In order to determine the degree of homology between the nucleotide sequence and amino acid sequence of the black goat Rotavirus VP4, the sequences represented by SEQ ID NOs: 3 and 4 were respectively derived from bovine-derived NCDV, KK3, pig-derived OSU, YM, and monkey-derived RRV. Sequence homology with rotavirus isolates such as SA11, human-derived Wa, Gottfried, HCR3, horse-derived L338, F123, rodent-derived Eb, and chicken-derived Ch2 was compared.

As a result, as shown in Table 1, 75/81% with Wa belonging to type 1, 75/75% with S2 belonging to type 2, 77/89% with Eb belonging to type 3, 85/95% with HCR3 and RRV. 76/81%, 83/95% with SA11, 75/78% with Gottfried belonging to type 4, 78/85% with OSU belonging to type 5, 77/85% with NCDV belonging to type 6, type 7 67/59% with Ch2, 75/80% with B37 belonging to type 8, 77/85% with 116E belonging to type 9, 77/83% with KK3 belonging to type 10, 78 / with YM belonging to type 11 88%, 75/81% with L26 belonging to type 12, 77/82% with L338 belonging to type 13, and 83/87% homology with F123 belonging to type 14.
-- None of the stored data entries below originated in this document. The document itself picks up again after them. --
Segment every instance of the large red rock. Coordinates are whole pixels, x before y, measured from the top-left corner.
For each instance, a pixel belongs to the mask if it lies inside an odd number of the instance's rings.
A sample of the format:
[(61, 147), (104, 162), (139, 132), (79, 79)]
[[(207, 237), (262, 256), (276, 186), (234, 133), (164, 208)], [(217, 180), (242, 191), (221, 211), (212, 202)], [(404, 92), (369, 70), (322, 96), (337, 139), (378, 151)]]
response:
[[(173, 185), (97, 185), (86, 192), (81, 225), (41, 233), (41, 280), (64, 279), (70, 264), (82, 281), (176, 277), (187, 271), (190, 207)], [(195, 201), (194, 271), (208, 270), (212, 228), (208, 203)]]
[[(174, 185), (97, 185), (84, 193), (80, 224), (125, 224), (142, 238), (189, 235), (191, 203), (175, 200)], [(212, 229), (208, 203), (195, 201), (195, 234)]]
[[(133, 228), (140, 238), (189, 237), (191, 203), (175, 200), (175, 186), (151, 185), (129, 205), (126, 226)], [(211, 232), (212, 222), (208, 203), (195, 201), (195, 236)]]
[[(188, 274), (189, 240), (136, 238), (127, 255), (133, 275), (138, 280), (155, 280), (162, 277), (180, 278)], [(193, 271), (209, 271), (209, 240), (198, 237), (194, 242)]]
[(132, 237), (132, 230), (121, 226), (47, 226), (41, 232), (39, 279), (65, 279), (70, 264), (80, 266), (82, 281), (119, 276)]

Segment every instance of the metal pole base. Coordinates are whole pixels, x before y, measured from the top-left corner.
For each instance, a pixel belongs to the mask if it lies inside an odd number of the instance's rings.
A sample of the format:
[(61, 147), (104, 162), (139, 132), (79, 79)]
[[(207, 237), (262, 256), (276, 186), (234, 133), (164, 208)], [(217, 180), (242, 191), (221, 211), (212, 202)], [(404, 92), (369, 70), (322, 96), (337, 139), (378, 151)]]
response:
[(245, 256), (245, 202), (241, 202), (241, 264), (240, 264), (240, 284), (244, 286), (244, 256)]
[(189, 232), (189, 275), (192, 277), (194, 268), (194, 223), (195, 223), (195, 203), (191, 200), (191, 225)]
Finally, the homology was found to be in the range of 83-60% for the nucleotide sequence and 91-69% for the amino acid sequence, especially 76-85 / 81-95 with Eb, HCR3, RRV, and SA11 belonging to type 3 Black goat rotavirus isolated with the highest homology in% was found to be the most similar to type 3.

Strain genotype % Sequence Homology Nucleic acid amino acid Wa One 75 81 S2 2 75 75 Eb 3 77 89 HCR3 3 85 95 RRV 3 76 81 SA11 3 83 95 Gottfried 4 75 78 OSU 5 78 85 NCDV 6 77 85 Ch2 7 67 59 B37 8 75 80 116E 9 77 85 KK3 10 77 83 YM 11 78 88 L26 12 75 81

Since the base sequence and amino acid sequence of the rotavirus envelope protein VP4 and VP7 gene according to the present invention can be used for the diagnosis and vaccine development of black goat rotavirus diarrhea, it is expected to improve the productivity of domestic black goat breeding industry.

Claims (4)

Black goat rotavirus envelope protein VP4 gene having a nucleotide sequence represented by SEQ ID NO: 1. Black goat rotavirus envelope protein VP4 having the amino acid sequence represented by SEQ ID NO: 2. Black goat rotavirus envelope protein VP7 gene having a nucleotide sequence represented by SEQ ID NO: 3. Black goat rotavirus envelope protein VP7 having the nucleotide sequence represented by SEQ ID NO: 4.